In the end of 2018 it was revealed that the only European SSJ100 customer CityJet, an Irish regional airline, considers phasing  SSJ100 aircraft out of its fleet.  Now the second wave of information has risen: multiple media reports claim that the Irish airline has decided to return 7 SSJ100 aircraft to their owner.


Mutual Story – Polar Statements

In the end of 2018 Sukhoi told about possible return of the SSJ100 aircraft from CityJet due to the fact that the airline was changing its business model. Among the reasons also appeared troublesome maintenance of the aircraft. Therefore, information was neither confirmed or denied.

Currently, CityJet’s website shows that the fleet of CityJet is comprised of Bombardier CRJ900, Bombardier CRJ700 and Avro RJ85B planes. No sign of SSJ100. However, CityJet did not immediately respond to Aviation Voice inquiry about the reason of the change.

Sukhoi, in turn, reacted to the media reports concerning the return of the aircraft by denying it.

The statement on the Sukhoi Civil Aircraft website says that “the information about the return of SSJ100 to their owner contradicts the reality. Currently CityJet is reconsidering its business-model, and therefore SCAC and CityJet are being under active cooperation as far as SSJ100 is concerned”.

Nevertheless, Russian planemaker is not ready to lose customers in Europe. In Novemeber 2018 it was announced that Sukhoi has reached a preliminary agreement with another European airline based in Slovenia, Adria Airways, on the acquisition of 15 SSJ100s, TASS reports. Also, the airline and aircraft manufacturer agreed on setting up a MRO facility in Slovenia.

Where Did it All Start?

The CityJet and SSJ100 story began with a firm order for a total of 15 of the aircraft, with an option for a further 16. The first SSJ100 arrived at CityJet in 2016.

However, in the course of time, some changes were made and the airline took the delivery of only seven planes.

The regional aircraft with 80-100 seats capacity seemed to perfectly match the need of the CityJet and fit into the regional market to offer wet-lease services and operate on behalf of other European airlines.

This way, apart from using SSJ100 aircraft for its own flights, CityJet agreed with Brussels Airlines to wet-lease its four SSJ100s to the Belgian airline. Under the signed agreement, CityJet should have been flying SSJ100s on behalf of Brussels Airlines for two years, however, cooperation came to end a bit earlier.

Belgian airline made a decision to withdraw from further wet-leasing, and terminated the agreement even before the expiry date.

Why? After-sales support

Maintenance-related problems frequently made SSJ100 unavailable for days.
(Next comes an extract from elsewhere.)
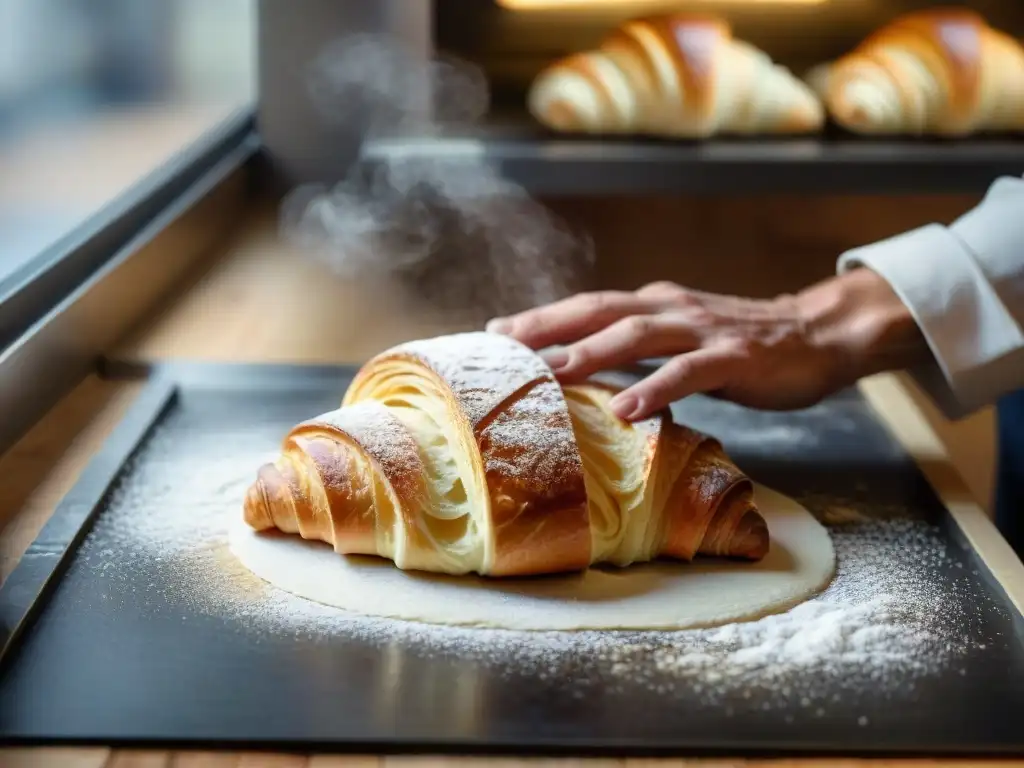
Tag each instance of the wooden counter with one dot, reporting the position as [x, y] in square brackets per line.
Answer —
[262, 302]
Lack of spare parts, problems with the maintenance of the aircraft’s SAM146 engines affected not only CityJet flights but also smooth operation of services on behalf of Brussels Airlines.

What is the point in keeping the aircraft which is not operable? Russian planemaker attempted to solve the problem and make this question disappear.


In fear of losing the foreign customers, in October, 2018, Sukhoi announced cutting its deliveries and concentrating on customer support in order to have their planes successfully flying. The plan was good but did not work out with Brussels Airlines. The last flight of the SSJ100 for the airline was made in January 2019.

Will the SSJ100 secure its European future with Slovenian airline? The time will show.